A sprained or dislocated finger is an injury called a sprain and occurs when Ligaments, the tissue that connect joints, are torn or overstretched. Sprains are extremely common injuries, particularly for those who play sports.

Symptoms and types of sprains

The general symptoms of sprains are the severe pain, swelling, limited mobility, and bruising.

There are three different grades of sprains:

1st degree sprain

This type of sprain is the mildest. Ligaments stretch, but they do not tear. Symptoms include severe pain and swelling of the joint, in addition to the inability to flex or extend the finger.

Second degree sprain

Is considered a moderate sprain where the ligament takes more damage. The joint capsule is likely to be damaged and the tissue partially torn.

Symptoms include very severe pain, significant swelling, which can spread to the entire finger and mild instability of the joint.

Third degree sprain

A third degree sprain is the most serious and indicates a severe tear or rupture of the ligament.
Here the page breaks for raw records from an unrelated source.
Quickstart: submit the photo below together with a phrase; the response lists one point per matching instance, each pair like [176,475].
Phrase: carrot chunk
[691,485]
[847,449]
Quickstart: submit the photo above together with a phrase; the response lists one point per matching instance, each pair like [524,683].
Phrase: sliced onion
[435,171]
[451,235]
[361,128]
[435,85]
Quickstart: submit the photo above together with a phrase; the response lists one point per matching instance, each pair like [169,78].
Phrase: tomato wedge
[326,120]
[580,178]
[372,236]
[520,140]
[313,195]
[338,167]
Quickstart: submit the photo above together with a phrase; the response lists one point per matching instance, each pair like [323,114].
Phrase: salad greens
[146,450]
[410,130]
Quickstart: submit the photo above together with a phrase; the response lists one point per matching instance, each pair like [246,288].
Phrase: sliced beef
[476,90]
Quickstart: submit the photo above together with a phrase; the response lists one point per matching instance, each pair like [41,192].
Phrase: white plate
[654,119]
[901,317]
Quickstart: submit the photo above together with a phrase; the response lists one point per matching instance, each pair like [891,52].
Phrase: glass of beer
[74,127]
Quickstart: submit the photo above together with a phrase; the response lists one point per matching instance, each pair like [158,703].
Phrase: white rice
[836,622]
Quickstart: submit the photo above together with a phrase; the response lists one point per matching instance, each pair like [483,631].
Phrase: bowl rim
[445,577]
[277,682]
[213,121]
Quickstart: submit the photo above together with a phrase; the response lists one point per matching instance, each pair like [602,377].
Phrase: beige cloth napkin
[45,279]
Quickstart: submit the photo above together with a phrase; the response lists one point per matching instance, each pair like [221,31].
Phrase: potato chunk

Symptoms can include partial or total dislocation finger, excruciating pain and noticeable swelling, as well as finger discoloration.Finger fracture

First aid for a sprained, broken, or dislocated finger

To treat a dislocated finger at home, the first action to take is apply ice and do not move the affected joint.

In a soft cloth, a few should be wrapped ice cubes Y apply to the area for 20 minutes, several times a day. It is also advisable to immerse the affected hand in cold water, as this reduces swelling and reduces pain.

The joint must be maintained the more possible in an elevated position, particularly at night. You can also place a compress between your fingers and tape them to reduce pain and accidental rubbing.

How to treat pain

To alleviate the pain, they can taking pain relievers such as Ibuprofen or Paracetamol every 8 hours. If the pains continue and the swelling does not subside after several hours, it is advisable to consult the doctor to accurately determine the severity of the injury.

If the sprain is severe enough, the doctor may immobilize the finger with a splint, to ensure proper healing. As usual, These bandages should be kept for about 2 weeks.

In some cases where the ligaments of the finger are severely torn, the specialist may intervene surgically to repair them.

Keep these tips in mind in an emergency and share them on your social networks, as it is also convenient for your friends to know them.